Diagnosis: Rheumatoid arthritis.
Treatment: Humira.
The insurer denied Humira.
The determination is upheld.

The patient has rheumatoid arthritis (RA). She had prior treatment with Plaquenil and nonsteroidal anti-inflammatory drugs (NSAIDs). Per a letter from the patient's provider, the patient is not a candidate for methotrexate (MTX) as she drinks alcohol daily and she is unwilling to stop drinking. Humira was denied by the health plan as the patient has not tried formulary alternatives, specifically methotrexate (MTX) 15 milligrams (mg) weekly times (x) 90 days. At issue is the medical necessity of Humira.
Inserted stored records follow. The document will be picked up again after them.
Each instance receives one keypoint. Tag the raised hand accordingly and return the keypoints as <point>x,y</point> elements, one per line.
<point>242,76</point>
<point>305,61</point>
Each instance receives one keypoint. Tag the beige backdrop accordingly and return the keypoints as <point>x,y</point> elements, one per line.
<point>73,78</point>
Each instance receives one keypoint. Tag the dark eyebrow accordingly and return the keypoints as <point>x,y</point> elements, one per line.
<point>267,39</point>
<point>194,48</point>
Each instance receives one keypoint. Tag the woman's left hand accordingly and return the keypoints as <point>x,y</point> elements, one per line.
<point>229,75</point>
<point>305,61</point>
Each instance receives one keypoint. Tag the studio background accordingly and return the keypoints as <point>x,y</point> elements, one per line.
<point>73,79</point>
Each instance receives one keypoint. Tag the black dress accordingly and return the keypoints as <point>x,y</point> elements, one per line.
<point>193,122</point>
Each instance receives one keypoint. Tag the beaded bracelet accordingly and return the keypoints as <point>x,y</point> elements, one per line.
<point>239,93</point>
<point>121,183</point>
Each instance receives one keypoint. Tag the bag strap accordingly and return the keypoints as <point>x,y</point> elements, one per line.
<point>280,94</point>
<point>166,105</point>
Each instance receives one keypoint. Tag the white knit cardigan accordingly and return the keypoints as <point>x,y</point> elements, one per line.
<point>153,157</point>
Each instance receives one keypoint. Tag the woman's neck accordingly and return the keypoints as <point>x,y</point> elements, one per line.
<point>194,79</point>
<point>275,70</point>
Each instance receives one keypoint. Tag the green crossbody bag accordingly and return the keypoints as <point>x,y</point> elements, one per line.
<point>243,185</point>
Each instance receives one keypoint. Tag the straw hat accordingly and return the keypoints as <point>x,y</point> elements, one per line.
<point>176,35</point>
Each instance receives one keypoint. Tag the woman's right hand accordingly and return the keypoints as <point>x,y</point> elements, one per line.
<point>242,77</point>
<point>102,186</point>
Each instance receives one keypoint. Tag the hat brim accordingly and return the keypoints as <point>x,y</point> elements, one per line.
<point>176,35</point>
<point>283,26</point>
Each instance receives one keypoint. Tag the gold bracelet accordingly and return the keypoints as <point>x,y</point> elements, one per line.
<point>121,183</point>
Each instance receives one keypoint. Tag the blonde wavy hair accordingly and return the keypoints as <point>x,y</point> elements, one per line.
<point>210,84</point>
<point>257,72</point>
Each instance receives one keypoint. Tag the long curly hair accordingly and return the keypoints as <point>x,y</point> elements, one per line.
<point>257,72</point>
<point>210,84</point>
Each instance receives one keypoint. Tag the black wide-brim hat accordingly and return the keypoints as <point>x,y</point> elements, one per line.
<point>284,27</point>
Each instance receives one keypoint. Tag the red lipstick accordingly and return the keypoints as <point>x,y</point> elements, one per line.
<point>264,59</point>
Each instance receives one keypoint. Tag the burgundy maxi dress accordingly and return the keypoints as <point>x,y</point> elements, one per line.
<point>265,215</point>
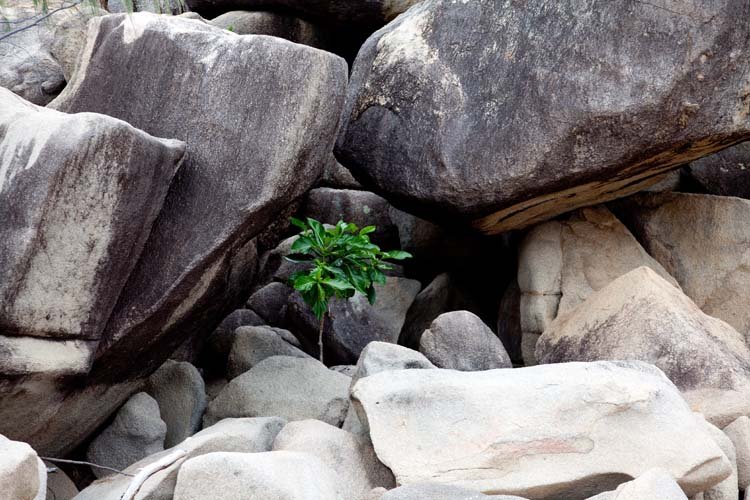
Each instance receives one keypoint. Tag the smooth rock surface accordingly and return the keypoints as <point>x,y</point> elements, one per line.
<point>242,435</point>
<point>136,432</point>
<point>253,344</point>
<point>179,291</point>
<point>641,316</point>
<point>739,432</point>
<point>353,323</point>
<point>653,484</point>
<point>352,460</point>
<point>502,114</point>
<point>19,471</point>
<point>459,340</point>
<point>178,388</point>
<point>568,431</point>
<point>702,241</point>
<point>292,388</point>
<point>276,475</point>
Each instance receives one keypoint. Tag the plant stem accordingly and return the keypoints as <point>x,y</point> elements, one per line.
<point>320,335</point>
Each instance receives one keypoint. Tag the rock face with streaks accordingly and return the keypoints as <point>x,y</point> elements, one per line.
<point>571,430</point>
<point>197,263</point>
<point>501,114</point>
<point>641,316</point>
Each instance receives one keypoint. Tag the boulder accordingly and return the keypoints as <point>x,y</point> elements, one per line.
<point>739,433</point>
<point>335,175</point>
<point>370,13</point>
<point>655,483</point>
<point>75,222</point>
<point>36,58</point>
<point>353,460</point>
<point>728,489</point>
<point>459,340</point>
<point>435,299</point>
<point>701,240</point>
<point>726,173</point>
<point>273,24</point>
<point>178,388</point>
<point>178,291</point>
<point>353,323</point>
<point>569,431</point>
<point>242,435</point>
<point>378,357</point>
<point>220,342</point>
<point>292,388</point>
<point>563,106</point>
<point>561,263</point>
<point>59,485</point>
<point>434,491</point>
<point>19,471</point>
<point>270,302</point>
<point>253,344</point>
<point>363,208</point>
<point>136,432</point>
<point>276,475</point>
<point>643,317</point>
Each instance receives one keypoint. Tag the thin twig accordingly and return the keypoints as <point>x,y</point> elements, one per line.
<point>36,23</point>
<point>78,462</point>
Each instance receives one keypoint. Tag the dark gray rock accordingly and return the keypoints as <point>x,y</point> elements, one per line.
<point>178,388</point>
<point>270,302</point>
<point>273,24</point>
<point>509,322</point>
<point>459,340</point>
<point>136,432</point>
<point>198,262</point>
<point>220,342</point>
<point>726,173</point>
<point>338,12</point>
<point>501,114</point>
<point>363,208</point>
<point>253,344</point>
<point>353,323</point>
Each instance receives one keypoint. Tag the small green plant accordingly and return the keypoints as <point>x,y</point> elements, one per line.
<point>342,262</point>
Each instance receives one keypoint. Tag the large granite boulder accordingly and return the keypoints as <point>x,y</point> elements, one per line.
<point>501,114</point>
<point>352,459</point>
<point>562,262</point>
<point>38,55</point>
<point>641,316</point>
<point>702,241</point>
<point>569,430</point>
<point>259,116</point>
<point>276,475</point>
<point>726,173</point>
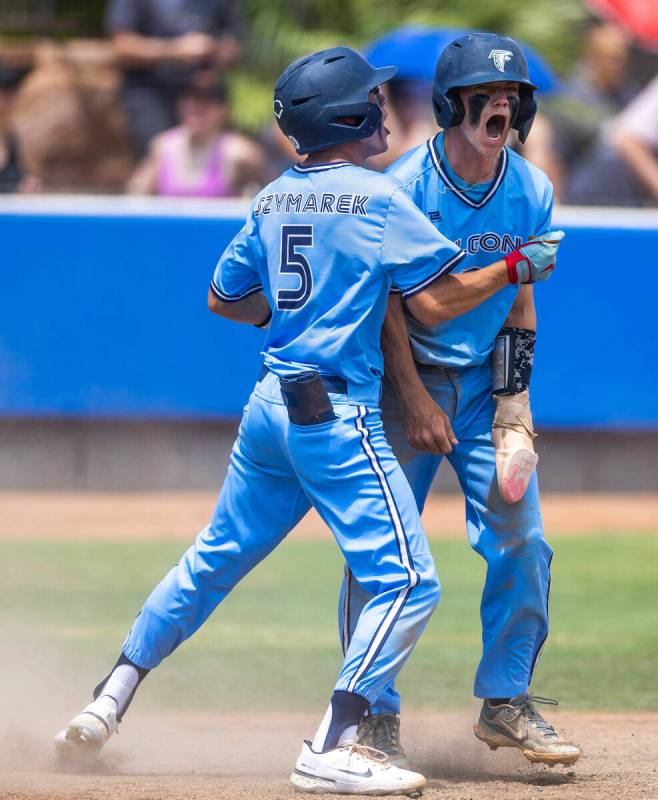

The requested health service/treatment of Humira is not medically necessary for this patient. There is no medical reason the patient cannot undergo a trial of methotrexate (MTX). Per a letter from the patient's provider, the patient drinks alcohol daily and is unwilling to stop drinking, which is not the same as a clinical diagnosis of alcohol use disorder but rather patient preference. MTX is a staple drug used in the treatment of rheumatoid arthritis (RA) and is commonly used as first-line therapy unless there is an absolute contraindication (e.g. elevated liver function tests (LFTs), cirrhosis, pulmonary fibrosis, pregnancy). Per UpToDate, 'we suggest MTX as the disease-modifying anti-rheumatic drug (DMARD) of choice for the initial treatment of patients with active RA. MTX typically serves as the "anchor" drug for the most commonly used DMARD combinations.' Moreover, 'randomized head-to-head trials have found that MTX has a faster onset of action, comparable or greater efficacy, and better long-term tolerance compared with other nonbiologic DMARD monotherapy. MTX has also been shown to improve survival (both cardiovascular and all-cause mortality) in patients with RA compared with other nonbiologic DMARDs'. Additionally, the Cochrane Database Syst Rev (4) published a report in 2014 that found that 'based on mainly moderate to high-quality evidence, methotrexate (weekly doses ranging between 5 milligrams (mg) and 25 mg) showed a substantial clinical and statistically significant benefit compared to placebo in the short-term treatment (12 to 52 weeks) of people with RA, although its use was associated with a 16% discontinuation rate due to adverse events.